Appointees to President-elect Donald Trump's administration will be asked to sign a form barring them from being a registered lobbyist for five years after they leave government service, officials announced Wednesday -- following up on the D.C. outsider's pledge to "drain the swamp."

Republican National Committee chief strategist Sean Spicer said on a conference call with reporters that the prohibition would help to ensure people won't be able to use government service "to enrich themselves."

In addition, Spicer announced that Trump transition team members would be barred from lobbying about the issues they had worked on for six months after their departure. He did not immediately explain how either ban would be enforced.

The new Trump transition policy is one of several aimed at curbing the influence of lobbyists. During the presidential campaign, Trump vowed to institute a five-year lobbying ban for all departing members of Congress and their staff, in addition to executive branch officials.

His original transition team, assembled under New Jersey Gov. Chris Christie, was packed with lobbyists and interest advocates. In recent days, Trump put Vice President-elect Mike Pence in charge of transition, and he is changing some of the people who are involved.

Pence is "making good on President-elect Trump's promise that we're not going to have any lobbyists involved with the transition efforts," Trump spokesman Jason Miller said Wednesday. "And this is, when we talk about draining the swamp, this is one of the first steps. And so, the bottom line is, we're going to get the transition team where we need it to be."
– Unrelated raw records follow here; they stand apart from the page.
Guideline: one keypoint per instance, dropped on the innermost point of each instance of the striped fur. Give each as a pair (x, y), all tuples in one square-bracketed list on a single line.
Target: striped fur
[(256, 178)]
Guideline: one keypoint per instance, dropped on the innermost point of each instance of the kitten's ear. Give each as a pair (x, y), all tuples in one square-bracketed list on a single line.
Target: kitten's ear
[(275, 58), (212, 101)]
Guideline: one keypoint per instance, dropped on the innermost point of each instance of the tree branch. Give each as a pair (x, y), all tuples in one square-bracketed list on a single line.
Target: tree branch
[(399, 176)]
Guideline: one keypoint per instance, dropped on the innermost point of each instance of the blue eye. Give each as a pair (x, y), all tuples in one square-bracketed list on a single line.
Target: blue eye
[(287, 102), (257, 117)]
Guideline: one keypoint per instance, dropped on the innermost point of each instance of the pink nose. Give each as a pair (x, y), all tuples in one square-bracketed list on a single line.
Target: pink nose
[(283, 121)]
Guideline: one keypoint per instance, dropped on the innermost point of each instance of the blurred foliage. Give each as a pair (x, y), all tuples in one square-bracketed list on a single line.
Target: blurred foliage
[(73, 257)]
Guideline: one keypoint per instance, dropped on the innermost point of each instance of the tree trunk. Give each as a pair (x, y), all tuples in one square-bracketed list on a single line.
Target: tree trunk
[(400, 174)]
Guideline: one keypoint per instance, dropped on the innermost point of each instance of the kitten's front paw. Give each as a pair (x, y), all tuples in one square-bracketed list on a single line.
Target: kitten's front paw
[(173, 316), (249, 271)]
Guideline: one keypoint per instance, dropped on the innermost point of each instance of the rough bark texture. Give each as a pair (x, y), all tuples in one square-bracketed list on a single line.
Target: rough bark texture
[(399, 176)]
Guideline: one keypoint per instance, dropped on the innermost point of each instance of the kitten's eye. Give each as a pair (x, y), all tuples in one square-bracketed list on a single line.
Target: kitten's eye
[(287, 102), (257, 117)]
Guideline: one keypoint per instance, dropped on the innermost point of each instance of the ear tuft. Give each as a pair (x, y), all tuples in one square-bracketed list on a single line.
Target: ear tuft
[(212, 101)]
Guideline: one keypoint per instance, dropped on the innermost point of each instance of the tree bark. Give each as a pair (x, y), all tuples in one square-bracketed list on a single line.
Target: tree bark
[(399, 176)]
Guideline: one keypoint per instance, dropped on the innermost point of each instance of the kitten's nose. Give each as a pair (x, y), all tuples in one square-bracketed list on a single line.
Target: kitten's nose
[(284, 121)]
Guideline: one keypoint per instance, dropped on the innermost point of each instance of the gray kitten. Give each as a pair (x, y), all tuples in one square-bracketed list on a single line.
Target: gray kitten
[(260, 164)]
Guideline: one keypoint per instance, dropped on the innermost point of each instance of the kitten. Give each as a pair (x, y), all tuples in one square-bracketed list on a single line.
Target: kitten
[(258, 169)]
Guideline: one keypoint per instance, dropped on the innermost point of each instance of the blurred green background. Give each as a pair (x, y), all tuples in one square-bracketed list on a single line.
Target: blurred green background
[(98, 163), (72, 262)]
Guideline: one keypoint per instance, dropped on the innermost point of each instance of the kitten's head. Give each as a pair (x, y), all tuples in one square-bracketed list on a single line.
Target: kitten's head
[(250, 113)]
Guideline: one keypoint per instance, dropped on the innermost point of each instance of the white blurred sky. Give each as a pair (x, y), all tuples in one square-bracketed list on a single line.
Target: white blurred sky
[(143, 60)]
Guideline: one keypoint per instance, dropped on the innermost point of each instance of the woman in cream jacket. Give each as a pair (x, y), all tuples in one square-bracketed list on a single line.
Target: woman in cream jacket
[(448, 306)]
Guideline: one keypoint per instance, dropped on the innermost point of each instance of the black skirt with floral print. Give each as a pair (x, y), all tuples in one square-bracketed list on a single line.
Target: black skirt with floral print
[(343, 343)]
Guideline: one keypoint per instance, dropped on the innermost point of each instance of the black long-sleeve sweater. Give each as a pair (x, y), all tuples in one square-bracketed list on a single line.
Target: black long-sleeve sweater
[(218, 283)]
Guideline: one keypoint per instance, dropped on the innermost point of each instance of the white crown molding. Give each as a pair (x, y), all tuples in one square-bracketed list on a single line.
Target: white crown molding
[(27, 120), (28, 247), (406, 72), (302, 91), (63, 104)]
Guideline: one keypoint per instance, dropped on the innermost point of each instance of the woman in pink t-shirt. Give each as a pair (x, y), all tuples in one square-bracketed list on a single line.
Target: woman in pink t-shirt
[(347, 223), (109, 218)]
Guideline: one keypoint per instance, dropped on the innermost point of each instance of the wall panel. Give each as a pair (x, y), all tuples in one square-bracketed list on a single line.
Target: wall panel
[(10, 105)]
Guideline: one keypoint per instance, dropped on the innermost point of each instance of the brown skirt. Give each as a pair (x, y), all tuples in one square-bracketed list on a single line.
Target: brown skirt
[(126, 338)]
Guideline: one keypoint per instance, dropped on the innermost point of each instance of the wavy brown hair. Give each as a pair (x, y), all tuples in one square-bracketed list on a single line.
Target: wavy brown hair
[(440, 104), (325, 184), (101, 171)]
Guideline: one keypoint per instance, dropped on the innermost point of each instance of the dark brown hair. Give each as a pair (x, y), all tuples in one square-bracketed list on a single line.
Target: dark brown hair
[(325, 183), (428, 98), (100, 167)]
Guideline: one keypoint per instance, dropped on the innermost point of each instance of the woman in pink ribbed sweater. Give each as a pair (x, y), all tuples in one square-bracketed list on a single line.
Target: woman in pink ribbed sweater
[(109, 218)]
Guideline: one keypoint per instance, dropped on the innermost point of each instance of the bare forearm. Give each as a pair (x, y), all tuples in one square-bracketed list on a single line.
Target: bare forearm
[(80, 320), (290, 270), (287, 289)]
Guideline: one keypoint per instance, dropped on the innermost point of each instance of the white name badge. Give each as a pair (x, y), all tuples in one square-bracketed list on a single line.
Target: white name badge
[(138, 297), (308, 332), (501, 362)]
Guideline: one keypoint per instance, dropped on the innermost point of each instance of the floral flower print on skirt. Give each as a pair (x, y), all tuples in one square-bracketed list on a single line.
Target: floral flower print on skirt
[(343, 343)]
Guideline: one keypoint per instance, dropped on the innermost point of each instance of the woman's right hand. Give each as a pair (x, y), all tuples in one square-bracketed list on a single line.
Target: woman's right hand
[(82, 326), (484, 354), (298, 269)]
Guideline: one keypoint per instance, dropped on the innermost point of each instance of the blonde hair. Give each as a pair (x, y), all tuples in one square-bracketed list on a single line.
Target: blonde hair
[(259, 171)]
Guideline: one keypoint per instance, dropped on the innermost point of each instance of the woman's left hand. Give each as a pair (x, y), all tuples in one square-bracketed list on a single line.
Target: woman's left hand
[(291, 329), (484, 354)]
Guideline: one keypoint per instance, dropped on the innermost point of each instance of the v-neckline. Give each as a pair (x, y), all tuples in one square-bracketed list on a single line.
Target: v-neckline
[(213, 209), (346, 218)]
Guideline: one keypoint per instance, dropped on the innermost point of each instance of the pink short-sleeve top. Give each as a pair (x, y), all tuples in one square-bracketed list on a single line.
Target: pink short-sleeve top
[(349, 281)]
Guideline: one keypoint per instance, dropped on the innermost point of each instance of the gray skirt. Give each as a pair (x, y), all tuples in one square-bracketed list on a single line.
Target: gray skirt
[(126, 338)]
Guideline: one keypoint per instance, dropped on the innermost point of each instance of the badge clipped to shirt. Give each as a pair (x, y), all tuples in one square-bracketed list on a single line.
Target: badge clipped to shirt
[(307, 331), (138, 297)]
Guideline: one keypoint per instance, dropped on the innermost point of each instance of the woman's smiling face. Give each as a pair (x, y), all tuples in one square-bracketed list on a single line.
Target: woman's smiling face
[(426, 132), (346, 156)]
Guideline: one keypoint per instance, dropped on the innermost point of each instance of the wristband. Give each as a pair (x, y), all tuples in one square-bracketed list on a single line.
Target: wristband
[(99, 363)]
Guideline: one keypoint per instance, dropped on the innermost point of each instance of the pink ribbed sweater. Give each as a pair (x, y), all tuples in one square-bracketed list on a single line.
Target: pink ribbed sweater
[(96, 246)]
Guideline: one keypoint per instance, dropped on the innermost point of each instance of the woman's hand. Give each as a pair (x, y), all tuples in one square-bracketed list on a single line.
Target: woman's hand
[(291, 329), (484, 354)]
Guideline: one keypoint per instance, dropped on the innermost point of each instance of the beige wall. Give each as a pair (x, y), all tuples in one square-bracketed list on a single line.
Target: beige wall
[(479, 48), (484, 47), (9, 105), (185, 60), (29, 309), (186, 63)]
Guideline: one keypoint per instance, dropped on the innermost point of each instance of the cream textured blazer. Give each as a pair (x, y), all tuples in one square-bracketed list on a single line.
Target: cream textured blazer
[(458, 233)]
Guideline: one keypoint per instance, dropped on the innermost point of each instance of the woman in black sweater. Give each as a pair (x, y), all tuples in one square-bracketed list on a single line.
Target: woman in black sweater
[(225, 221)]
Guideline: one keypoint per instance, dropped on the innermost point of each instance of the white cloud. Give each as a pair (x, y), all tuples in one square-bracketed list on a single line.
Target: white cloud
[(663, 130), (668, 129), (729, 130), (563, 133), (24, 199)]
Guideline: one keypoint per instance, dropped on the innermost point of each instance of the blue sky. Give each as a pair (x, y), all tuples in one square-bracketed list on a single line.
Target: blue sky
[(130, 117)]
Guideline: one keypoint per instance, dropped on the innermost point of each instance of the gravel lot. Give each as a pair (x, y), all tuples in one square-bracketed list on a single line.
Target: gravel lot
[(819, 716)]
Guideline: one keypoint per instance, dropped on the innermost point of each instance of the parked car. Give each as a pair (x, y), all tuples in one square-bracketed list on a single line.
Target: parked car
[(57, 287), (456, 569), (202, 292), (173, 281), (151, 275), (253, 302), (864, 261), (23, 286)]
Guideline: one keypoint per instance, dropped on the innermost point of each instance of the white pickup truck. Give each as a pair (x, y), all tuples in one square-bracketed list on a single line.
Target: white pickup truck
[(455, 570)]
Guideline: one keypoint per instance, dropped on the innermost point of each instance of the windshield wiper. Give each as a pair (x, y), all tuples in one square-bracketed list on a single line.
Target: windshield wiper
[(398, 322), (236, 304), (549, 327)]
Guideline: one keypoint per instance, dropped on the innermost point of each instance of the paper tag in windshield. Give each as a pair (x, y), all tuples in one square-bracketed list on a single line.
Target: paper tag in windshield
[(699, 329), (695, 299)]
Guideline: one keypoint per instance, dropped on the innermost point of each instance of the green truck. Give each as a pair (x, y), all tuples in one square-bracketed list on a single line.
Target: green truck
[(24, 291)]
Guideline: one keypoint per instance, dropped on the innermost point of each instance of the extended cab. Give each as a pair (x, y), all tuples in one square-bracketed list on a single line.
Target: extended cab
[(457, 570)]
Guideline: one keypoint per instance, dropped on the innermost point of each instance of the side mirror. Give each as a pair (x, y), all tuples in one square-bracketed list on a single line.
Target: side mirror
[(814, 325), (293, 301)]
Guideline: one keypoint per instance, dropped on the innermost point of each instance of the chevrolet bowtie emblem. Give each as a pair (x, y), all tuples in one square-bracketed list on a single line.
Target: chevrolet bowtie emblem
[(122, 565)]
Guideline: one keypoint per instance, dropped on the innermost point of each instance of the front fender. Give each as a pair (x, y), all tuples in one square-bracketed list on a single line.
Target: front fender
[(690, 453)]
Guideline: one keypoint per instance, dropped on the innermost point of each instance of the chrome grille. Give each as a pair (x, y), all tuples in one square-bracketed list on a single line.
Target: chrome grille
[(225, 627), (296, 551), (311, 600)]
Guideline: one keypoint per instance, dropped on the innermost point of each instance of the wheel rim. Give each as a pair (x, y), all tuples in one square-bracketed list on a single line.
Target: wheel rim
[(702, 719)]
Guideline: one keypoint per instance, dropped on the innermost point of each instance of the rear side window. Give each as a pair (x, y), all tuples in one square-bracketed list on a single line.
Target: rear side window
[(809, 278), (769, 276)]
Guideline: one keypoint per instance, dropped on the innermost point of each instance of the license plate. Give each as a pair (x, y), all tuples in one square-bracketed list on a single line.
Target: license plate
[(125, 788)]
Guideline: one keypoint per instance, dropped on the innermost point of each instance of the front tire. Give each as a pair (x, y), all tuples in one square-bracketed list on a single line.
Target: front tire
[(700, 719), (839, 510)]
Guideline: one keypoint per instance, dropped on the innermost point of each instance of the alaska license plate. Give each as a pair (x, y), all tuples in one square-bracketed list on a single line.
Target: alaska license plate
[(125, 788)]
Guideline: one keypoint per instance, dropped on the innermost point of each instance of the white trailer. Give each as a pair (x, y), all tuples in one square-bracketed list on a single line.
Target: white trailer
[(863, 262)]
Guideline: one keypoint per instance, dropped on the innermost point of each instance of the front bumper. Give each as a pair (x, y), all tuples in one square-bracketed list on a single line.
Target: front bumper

In a "60 Minutes" interview that aired Sunday, Trump said he'd had no choice but to initially rely on lobbyists in Washington because "the whole place is one big lobbyist." He vowed to "phase that out."

His White House predecessors have made similar promises.

On the campaign trail in 2007, Barack Obama frequently condemned the "revolving door" of Washington in terms strikingly similar to Trump.

When Obama won the presidency the following year, he banned practicing lobbyists from participating in transition activities and banned those who had been a lobbyist in the previous year from joining the administration to work on issues they handled as lobbyists. Obama's transition team participants were also barred from lobbying the White House for a year after their departures.

With government influencers still firmly entrenched, Obama won re-election in 2012 after a second campaign that included almost no talk about the revolving door.

The Associated Press contributed to this report.